Sozial-Landesrätin Birgit Gerstorfer zu Gast in der Lebenshilfe-Werkstätte Linz 2

von Lebenshilfe Oberösterreich (Kommentare: 0)

Birgit Gerstorfer, Werkstättenleiter Willi Weber und Sanela Stojanovic´
Kerstin Holy, Christoph Simlinger und Birgit Gerstorfer

Sozial-Landesrätin Birgit Gerstorfer stattete am 27. Juli 2020 der Lebenshilfe-Werkstätte Linz 2 in der Salzburgerstraße einen spontanen Besuch ab. Die Klienten der Lebenshilfe nutzten die Gelegenheit, um ihre dringendsten Anliegen direkt an die Politik zu richten.

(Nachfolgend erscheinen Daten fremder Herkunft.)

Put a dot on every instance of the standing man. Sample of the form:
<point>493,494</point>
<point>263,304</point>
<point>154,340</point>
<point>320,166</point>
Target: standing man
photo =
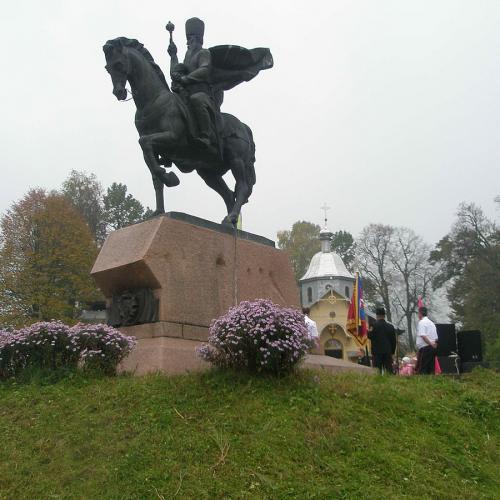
<point>312,328</point>
<point>383,341</point>
<point>426,344</point>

Die Lebenshilfe Oberösterreich unterstützt die Selbstbestimmung von Menschen mit Beeinträchtigung. Daher befragten die Klienten Birgit Gerstorfer gleich selbst. Vanessa Geissler erzählte davon, wie sie die Zeit während des Corona-Lockdown erlebt hat. „Schwierig war das Daheimbleiben. Und besonders die Ungewissheit, wann und wie das Virus in den Griff zu bekommen ist, da meine Mutter auch zur Risikogruppe gehört“, sagt sie und richtet gleich zur Gegenfrage an die Landesrätin: „Was haben Sie in dieser Zeit gemacht?“ Gleich meldet sich Christoph Simlinger, er erzählt der Politikerin viel über seine integrative Beschäftigung bei der Linzer Firma Schachermayer: „Wir sind ein Team und gerne dort, mir hat es gar nicht gefallen nicht arbeiten zu können. Noch einmal eine Sperre wäre für mich unerträglich. Ich habe niemanden mehr. Mir ist es wichtig, dass ich hier sein und arbeiten gehen kann.“, schildert Christoph Simlinger die Zeit, als auch die Werkstätten geschlossen waren.

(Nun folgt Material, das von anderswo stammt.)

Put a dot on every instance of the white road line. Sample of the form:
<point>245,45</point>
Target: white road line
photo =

Es gelten immer noch strenge Vorsichtsmaßnahmen, gerade zu der Zeit, in der immer wieder von Corona-Clustern zu hören ist. Der Leiter der Werkstätte, Willi Weber, ermuntert seine Beschäftigten sich besonders auf die angenehmen Dinge wie verschiedenste Feiern, auf die Bauchtanz- und Yogastunden zu freuen und versichert, dass auch das von den Beschäftigten geliebte Mittwochscafé wieder stattfinden wird, sobald es die Situation zulässt. „Der Besuch von Birgit Gerstorfer hat uns alle sehr gefreut. Denn es war kurzweilig und angenehm und die Beschäftigten hatten viel Zeit, um ihre Fragen zu stellen.“, so der Leiter der Werkstätte Willi Weber.

Weiteren Lockdown um jeden Preis verhindern

Keinen Lockdown mehr – so lautet der allgemeine Tenor der Beschäftigten der Werkstätte in der Salzburgerstraße in Linz. Das tägliche Verrichten von Arbeit ermöglicht Menschen mit Beeinträchtigung selbstbestimmt zu sein und inkludiert sie in die Gesellschaft. Eine Schließung hat auf ihre Freizeitaktivitäten, auf berufliche Ambitionen und ihre Mobilität erheblichen Einfluss, da sie auf die Unterstützung anderer angewiesen sind. Sie würden sonst noch mehr in ein stark eingeschränktes soziales Umfeld gedrängt. Wie das verhindert werden könnte, war die bedeutendste Frage der meisten Beschäftigten an Birgit Gerstorfer: „Wir haben aus dem ersten Lockdown viel gelernt. Was die Schutzmaßnahmen betrifft, haben wir einen Mehrstufen-Plan erarbeitet. Wir können künftig viel schneller, regionaler und effizienter reagieren und so flächendeckende Schließungen verhindern. Ich bin froh, dass es bisher kaum Covid-19-Fälle in den Einrichtungen der Behindertenhilfe in Oberösterreich gegeben hat. Leider ist das Virus aber noch immer unter uns, daher müssen wir gewisse Vorsichtsmaßnahmen wohl noch länger beibehalten“, antwortete darauf die Sozial-Landesrätin.

Bild 1: Vanessa Geissler verabschiedet Birgit Gerstorfer „coronakonform“.

Bild 2: Sozial-Landesrätin Birgit Gerstorfer und Werkstättenleiter Willi Weber mit Sanela Stojanovic´ im Gespräch mit den Beschäftigten der Werkstätte der Lebenshilfe Linz 2.

Bild 3: Kerstin Holy und Christoph Simlinger sind beide beim Familienunternehmen Schachermayer in Linz integrativ beschäftigt.